Ankita Sharma

Base Residency Entry Point: Ankita Sharma
Saturday May 11, 2024
Reserve FREE tickets here

Ankita Sharma is an experimental performance artist invested in world-making where content dictates genre and betrays expectation. Their often radical, demanding creations unpack systems and symptoms of power from a queer, punk solidarity-based lens that rehearses freedom in body and mind. In aesthetic, their work is grungy, confrontational, and cheeky, a dance-horror, with physicality rooted in contemporary dance-theater and South Asian and African diasporic forms. For Ankita, performance audiences are agentive, sitting with and challenging discomfort in environments where sophistication and blasphemy collide.

Ankita's work has been shown at venues across the US, including Denver Art Museum, Dixon Place, Abrons Arts Center, JACK, Ormao, The Basement, The Tank, Chelsea Factory, University Settlement, and LaGuardia Performing Arts.
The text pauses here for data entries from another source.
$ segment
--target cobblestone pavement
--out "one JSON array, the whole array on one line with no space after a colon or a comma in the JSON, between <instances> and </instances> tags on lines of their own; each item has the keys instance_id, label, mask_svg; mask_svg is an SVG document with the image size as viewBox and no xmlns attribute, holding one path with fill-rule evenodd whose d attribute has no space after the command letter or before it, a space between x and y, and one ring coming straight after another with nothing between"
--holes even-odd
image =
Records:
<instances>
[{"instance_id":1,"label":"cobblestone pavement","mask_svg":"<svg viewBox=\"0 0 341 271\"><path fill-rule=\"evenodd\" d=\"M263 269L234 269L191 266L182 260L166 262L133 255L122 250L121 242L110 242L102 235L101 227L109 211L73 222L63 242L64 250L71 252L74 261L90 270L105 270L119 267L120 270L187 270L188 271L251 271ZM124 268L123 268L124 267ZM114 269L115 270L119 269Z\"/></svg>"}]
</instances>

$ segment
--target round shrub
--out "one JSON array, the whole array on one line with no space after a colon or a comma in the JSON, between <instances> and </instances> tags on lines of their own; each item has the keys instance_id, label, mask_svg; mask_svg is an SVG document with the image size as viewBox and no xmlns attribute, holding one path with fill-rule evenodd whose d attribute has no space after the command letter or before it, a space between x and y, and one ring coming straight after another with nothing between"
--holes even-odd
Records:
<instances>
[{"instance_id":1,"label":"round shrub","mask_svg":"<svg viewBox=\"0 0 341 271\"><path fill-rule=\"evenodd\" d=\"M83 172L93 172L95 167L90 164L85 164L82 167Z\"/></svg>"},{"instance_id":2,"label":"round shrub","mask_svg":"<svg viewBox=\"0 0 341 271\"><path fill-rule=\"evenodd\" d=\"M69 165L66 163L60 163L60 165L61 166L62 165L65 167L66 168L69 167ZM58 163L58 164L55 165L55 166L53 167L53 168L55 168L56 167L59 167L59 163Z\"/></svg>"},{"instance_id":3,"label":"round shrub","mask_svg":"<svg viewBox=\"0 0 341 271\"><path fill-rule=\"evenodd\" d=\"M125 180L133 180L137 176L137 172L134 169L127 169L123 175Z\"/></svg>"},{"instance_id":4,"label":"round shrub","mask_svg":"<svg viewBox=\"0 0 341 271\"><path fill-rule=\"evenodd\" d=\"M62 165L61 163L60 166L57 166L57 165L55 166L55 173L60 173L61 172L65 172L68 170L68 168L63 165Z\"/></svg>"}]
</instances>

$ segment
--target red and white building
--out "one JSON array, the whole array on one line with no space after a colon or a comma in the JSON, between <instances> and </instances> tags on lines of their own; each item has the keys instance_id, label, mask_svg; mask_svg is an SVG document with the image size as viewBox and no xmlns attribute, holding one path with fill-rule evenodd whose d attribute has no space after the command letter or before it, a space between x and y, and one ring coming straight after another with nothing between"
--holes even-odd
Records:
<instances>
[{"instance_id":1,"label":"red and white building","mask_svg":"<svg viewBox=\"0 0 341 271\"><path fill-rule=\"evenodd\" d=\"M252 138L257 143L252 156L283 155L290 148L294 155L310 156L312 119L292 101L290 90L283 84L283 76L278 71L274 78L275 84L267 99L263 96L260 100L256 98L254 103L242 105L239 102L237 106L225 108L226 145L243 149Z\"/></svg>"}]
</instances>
Currently in residence at BASE and GALLIM, they have previously received support from Performance Project, ECS, LEIMAY, Crown-Goodman, and more. They hold degrees in Dance and Anthropology and have trained under artists such as Eiko Otake, Rosy Simas, Sorah Yang, Rennie Harris, Hofesh Shetcher, and Pallavi Sriram. In their spare time, they manage several award-winning dance-theater companies, including Sleep No More.

[Image Description: a smoky image where they gaze mischievously at the camera with a soft smirk playing at their lips. They wear a deep green, textured, leathery blazer and have short black hair, highlighted with brown, and shaved at the sides.They sit in front of a brown background, one arm bent, so their hand grazes the back of their neck.]

Photo provided by Bee Lively Photography

[Image Description: A seething, icy performance image from dhoka/Betrayal/. Ankita, playing Kali, gazes coldly out into the distance while adorned with a heavy beaded necklace, a leathery gladiator skirt, and black knee pads. They gesture with one hand's thumb raised and the other flat out in front of their body. Blood runs down their forehead and dribbles from their mouth. Behind them, a man in a black kurta kneels, bloodied hands in a prayer.]